The professor was up front, going through my poem line by line, extolling its virtues. He was nearly finished when a guy in the back row stood up screaming, “It’s a trick! It’s a trick! He’s trying to make fools of us all!”
I knew I was in deep trouble. I stood up and dove for the door.
“Get him!” the professor shouted.
Four or five guys caught me and piled on. One punched me in the gut, knocking the air out of me. That hurt like hell.
“Don’t bruise him,” the professor shouted. “We don’t want any marks on him.”
They probably learned that from the last guy they lynched.
They held me while the guy from the back row went up front and explained what I had done, line by line.
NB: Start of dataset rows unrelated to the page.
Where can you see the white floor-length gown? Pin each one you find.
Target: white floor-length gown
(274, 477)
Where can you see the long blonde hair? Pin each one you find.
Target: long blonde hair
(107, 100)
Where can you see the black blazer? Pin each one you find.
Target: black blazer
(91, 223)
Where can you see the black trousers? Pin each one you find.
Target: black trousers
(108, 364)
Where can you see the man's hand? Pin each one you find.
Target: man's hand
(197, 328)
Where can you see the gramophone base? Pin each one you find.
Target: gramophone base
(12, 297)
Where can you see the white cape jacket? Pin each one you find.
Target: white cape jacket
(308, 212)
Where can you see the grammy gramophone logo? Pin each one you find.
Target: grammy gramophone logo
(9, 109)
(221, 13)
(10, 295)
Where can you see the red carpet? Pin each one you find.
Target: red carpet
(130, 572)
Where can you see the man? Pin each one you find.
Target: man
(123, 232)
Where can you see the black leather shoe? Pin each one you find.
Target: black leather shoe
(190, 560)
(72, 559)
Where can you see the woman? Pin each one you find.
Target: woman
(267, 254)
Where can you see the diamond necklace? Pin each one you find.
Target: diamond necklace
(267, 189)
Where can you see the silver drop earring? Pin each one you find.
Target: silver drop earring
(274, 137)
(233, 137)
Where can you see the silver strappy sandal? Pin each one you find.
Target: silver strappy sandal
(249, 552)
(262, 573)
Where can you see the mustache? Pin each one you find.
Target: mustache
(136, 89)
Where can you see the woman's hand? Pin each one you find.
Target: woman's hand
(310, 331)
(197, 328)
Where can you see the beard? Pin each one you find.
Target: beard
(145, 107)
He must have been a crossword freak. He got it all right. “Then,” he said, “this guy would tell everyone how we liked it one way and didn’t like it the other without any basic changes in the poem.”
When he finished, the students started chanting, “Kill him! Kill him! Kill him!”
The professor raised his hands for silence and kept them raised until he got it. He strode over to me slowly, as if he were savoring every step. He stood over me with his legs spread and his hands on his hips.
“Okay, asshole,” he said. “I’m going to try to hold these animals in check for ten minutes. That’s how long you’ve got to get your miserable ass off this campus. If we ever see your worthless ass around here again, we’re going to kick the living shit out of you, comprendo?”
Wow. Those poets were a tough bunch. A little too anal aware but tough.
When I didn’t answer right away the professor kicked me hard in the ribs.
“Comprendo?” he asked again.
I nodded painfully.
“And then,” he went on, “You’ve got 24 hours to leave the country. We don’t want your kind in our America. If you think I’m kidding, stay and see what happens to you and your family.”
So that’s why I’m in hiding in Thailand. I understand there are still gangs of poets going around beating up guys who even look like me.

1 Comments:

Blogger Das said...

Walter, you got me. Hate to say it but I would have been in that group kicking you while you were on the floor. I wouldn't have kicked hard; just enough to show the gang that I was true a member of the pack. Having said that I hope your time in Thailand is bringing you around...ho ho - great story!